International Ph.D. Program of Medicine, College of Medicine, Taipei Medical University, Taipei, Taiwan.
Family Medicine Training Center, University of Medicine and Pharmacy at Ho Chi Minh City, Ho Chi Minh City, Vietnam.
J Sleep Res. 2024 May;33(3):e13991. doi: 10.1111/jsr.13991. Epub 2023 Jul 4.
Obstructive sleep apnea (OSA) has a heavy health-related burden on patients and the healthcare system. Continuous positive airway pressure (CPAP) is effective in treating OSA, but adherence to it is often inadequate. A promising solution is to detect sleep apnea events in advance, and to adjust the pressure accordingly, which could improve the long-term use of CPAP treatment. The use of CPAP titration data may reflect a similar response of patients to therapy at home. Our study aimed to develop a machine-learning algorithm using retrospective electrocardiogram (ECG) data and CPAP titration to forecast sleep apnea events before they happen. We employed a support vector machine (SVM), k-nearest neighbour (KNN), decision tree (DT), and linear discriminative analysis (LDA) to detect sleep apnea events 30-90 s in advance. Preprocessed 30 s segments were time-frequency transformed to spectrograms using continuous wavelet transform, followed by feature generation using the bag-of-features technique. Specific frequency bands of 0.5-50 Hz, 0.8-10 Hz, and 8-50 Hz were also extracted to detect the most detected band. Our results indicated that SVM outperformed KNN, LDA, and DT across frequency bands and leading time segments. The 8-50 Hz frequency band gave the best accuracy of 98.2%, and a F1-score of 0.93. Segments 60 s before sleep events seemed to exhibit better performance than other pre-OSA segments. Our findings demonstrate the feasibility of detecting sleep apnea events in advance using only a single-lead ECG signal at CPAP titration, making our proposed framework a novel and promising approach to managing obstructive sleep apnea at home.

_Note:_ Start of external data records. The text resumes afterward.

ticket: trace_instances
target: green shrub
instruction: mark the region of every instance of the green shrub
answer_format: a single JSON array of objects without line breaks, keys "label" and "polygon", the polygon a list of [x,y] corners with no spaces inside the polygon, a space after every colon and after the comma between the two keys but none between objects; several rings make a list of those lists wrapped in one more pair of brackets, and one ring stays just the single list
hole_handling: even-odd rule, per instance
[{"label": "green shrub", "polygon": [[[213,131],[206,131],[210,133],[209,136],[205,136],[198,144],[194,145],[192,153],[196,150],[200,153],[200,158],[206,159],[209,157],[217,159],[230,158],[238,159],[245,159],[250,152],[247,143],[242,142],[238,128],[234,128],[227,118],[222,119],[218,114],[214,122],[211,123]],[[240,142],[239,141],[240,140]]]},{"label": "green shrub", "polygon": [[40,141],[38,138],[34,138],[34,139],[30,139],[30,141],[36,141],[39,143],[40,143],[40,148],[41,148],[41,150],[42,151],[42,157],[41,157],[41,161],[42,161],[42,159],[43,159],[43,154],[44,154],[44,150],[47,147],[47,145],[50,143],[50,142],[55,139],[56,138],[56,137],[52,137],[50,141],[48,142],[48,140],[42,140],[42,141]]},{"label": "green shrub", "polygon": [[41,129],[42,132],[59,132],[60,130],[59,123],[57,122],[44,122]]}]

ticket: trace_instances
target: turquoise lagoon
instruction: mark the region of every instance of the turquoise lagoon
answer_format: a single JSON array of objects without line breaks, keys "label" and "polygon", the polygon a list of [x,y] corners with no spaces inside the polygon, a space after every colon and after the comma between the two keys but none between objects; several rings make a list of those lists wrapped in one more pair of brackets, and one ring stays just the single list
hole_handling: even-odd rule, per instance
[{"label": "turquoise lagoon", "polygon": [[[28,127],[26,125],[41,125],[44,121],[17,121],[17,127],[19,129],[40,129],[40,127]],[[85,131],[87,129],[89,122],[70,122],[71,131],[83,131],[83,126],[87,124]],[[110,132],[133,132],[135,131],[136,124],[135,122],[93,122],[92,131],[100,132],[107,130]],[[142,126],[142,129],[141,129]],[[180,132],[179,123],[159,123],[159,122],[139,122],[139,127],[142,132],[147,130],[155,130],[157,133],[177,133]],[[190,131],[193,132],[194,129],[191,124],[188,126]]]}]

阻塞性睡眠呼吸暂停(OSA)给患者和医疗系统带来了沉重的健康负担。持续气道正压通气(CPAP)在治疗 OSA 方面非常有效,但患者的依从性往往不足。一个有前途的解决方案是提前检测睡眠呼吸暂停事件,并相应调整压力,这可以提高 CPAP 治疗的长期使用效果。使用 CPAP 滴定数据可以反映患者在家中对治疗的类似反应。我们的研究旨在使用回顾性心电图(ECG)数据和 CPAP 滴定数据开发一种机器学习算法,以便在睡眠呼吸暂停事件发生之前进行预测。我们采用支持向量机(SVM)、k-最近邻(KNN)、决策树(DT)和线性判别分析(LDA)来提前 30-90s 检测睡眠呼吸暂停事件。预处理的 30s 段使用连续小波变换转换为时频变换的频谱图,然后使用特征生成袋式特征技术。还提取了 0.5-50Hz、0.8-10Hz 和 8-50Hz 的特定频带,以检测最常检测到的频带。我们的结果表明,SVM 在各个频带和领先时间段均优于 KNN、LDA 和 DT。8-50Hz 频带的准确率最高为 98.2%,F1 得分为 0.93。在睡眠事件发生前 60s 的段似乎比其他预 OSA 段表现更好。我们的研究结果表明,仅使用 CPAP 滴定时的单导联 ECG 信号就可以提前检测睡眠呼吸暂停事件,这使得我们提出的框架成为一种新颖且有前途的在家中管理阻塞性睡眠呼吸暂停的方法。